What if there was no one to tell you no?

What if there was no one to tell you no? How would that change your job? What would you different? What if the way things ran in your business/department/division was your call? What if there wasn’t the excuse of someone telling you no to hold you back. What would you do right now? I’m betting that for most of you it’s different then what you’re doing right now. It’s probably more interesting and exciting as well. It probably pushes the envelope and redefines the way your company thinks about itself and how it interacts with your customers.

It’s probably a really good idea. It probably won’t get the thought it deserves.
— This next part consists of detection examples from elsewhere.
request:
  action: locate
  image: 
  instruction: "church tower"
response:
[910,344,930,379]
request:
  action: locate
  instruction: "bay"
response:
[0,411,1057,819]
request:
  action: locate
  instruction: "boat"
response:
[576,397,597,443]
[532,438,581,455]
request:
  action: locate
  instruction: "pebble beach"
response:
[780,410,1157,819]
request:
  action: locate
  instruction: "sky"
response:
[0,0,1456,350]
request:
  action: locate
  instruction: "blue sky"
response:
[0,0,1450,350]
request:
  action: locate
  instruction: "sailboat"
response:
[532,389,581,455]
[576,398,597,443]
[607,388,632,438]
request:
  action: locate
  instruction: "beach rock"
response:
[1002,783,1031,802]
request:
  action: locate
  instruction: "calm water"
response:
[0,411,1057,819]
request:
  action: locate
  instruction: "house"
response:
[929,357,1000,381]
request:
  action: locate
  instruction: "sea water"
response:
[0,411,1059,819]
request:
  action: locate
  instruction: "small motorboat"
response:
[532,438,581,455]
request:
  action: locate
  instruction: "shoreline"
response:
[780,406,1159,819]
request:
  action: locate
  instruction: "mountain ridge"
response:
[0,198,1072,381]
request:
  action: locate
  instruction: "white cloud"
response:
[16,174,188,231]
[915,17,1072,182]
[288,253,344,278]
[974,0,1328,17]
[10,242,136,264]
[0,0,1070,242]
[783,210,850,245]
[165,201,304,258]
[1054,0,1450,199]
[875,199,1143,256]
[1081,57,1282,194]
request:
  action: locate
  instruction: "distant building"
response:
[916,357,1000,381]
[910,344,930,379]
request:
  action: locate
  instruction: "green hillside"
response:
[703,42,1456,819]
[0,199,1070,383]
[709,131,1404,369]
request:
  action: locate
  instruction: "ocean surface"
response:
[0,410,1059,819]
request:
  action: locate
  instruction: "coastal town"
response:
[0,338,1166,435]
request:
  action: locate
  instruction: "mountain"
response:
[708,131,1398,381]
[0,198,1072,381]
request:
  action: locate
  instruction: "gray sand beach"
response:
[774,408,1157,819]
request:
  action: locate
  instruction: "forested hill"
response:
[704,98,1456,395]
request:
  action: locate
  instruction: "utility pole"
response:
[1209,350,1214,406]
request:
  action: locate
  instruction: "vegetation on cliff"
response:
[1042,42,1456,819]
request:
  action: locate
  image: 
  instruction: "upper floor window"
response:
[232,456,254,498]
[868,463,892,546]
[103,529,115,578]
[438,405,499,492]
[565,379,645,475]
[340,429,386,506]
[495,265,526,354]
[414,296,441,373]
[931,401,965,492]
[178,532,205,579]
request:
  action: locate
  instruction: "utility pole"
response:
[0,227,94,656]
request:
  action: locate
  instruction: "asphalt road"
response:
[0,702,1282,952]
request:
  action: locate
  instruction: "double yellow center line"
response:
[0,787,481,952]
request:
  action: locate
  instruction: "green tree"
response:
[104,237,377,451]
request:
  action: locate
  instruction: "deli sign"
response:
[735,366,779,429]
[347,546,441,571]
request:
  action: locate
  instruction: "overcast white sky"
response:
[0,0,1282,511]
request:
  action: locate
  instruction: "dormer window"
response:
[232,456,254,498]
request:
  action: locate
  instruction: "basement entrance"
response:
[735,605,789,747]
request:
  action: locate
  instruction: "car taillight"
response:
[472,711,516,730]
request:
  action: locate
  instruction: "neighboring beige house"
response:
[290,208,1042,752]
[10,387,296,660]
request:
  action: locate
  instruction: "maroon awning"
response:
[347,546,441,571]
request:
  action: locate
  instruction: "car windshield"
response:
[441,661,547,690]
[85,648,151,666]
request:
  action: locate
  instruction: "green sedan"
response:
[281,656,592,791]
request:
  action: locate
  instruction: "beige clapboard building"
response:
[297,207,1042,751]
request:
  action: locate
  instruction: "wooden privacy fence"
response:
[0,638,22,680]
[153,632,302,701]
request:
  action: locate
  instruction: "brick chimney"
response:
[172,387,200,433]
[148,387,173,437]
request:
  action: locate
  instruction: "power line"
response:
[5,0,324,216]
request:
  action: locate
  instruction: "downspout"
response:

I think we’re often too quick to kill our most creative ideas. It’s easy to look at how the corporate bureaucracy grinds down true innovation and give up before you even really get started. Why waste time and energy even thinking about an idea when time and again you’ve seen exciting ideas replaced with middle of the road compromises that feel and look safe? Why try, when it is so clear that your idea faces long, long odds? It’s easier to just go with the flow and shelve that idea for another, safer time.

This is a grave mistake.

As marketers it’s our job to continue to not only got to the well for great ideas time and time again; but it’s also our job to fight for our ideas, to champion new ways of doing things that make our businesses better and our customers happier. It’s our job to keep envisioning what it would be like if there wasn’t anyone to say “no.”

When an idea dies or gets watered down it is not an occasion to give up on innovating – it is a call to push even harder.

Crispin Porter + Bogusky, the highly-regarded ad agency sums it up best in their employee handbook:

It takes a special person to succeed here, one who has a passion, confidence and work ethic to believe in their ability to come up with more great ideas if and when their original great idea dies. And ideas do die here. On every account. In every department. Great, groundbreaking ideas die horribly sad deaths. But what makes us better than most is our ability to go back to the well and come up with more, better and even greater ideas.

This is the charge of every marketer. Keep the innovative ideas, the ones that would see the light of day without the naysayers, coming. Over and over again. In the face of probable defeat, that is the job of the great marketer. Because the next idea may just be the one that changes everything.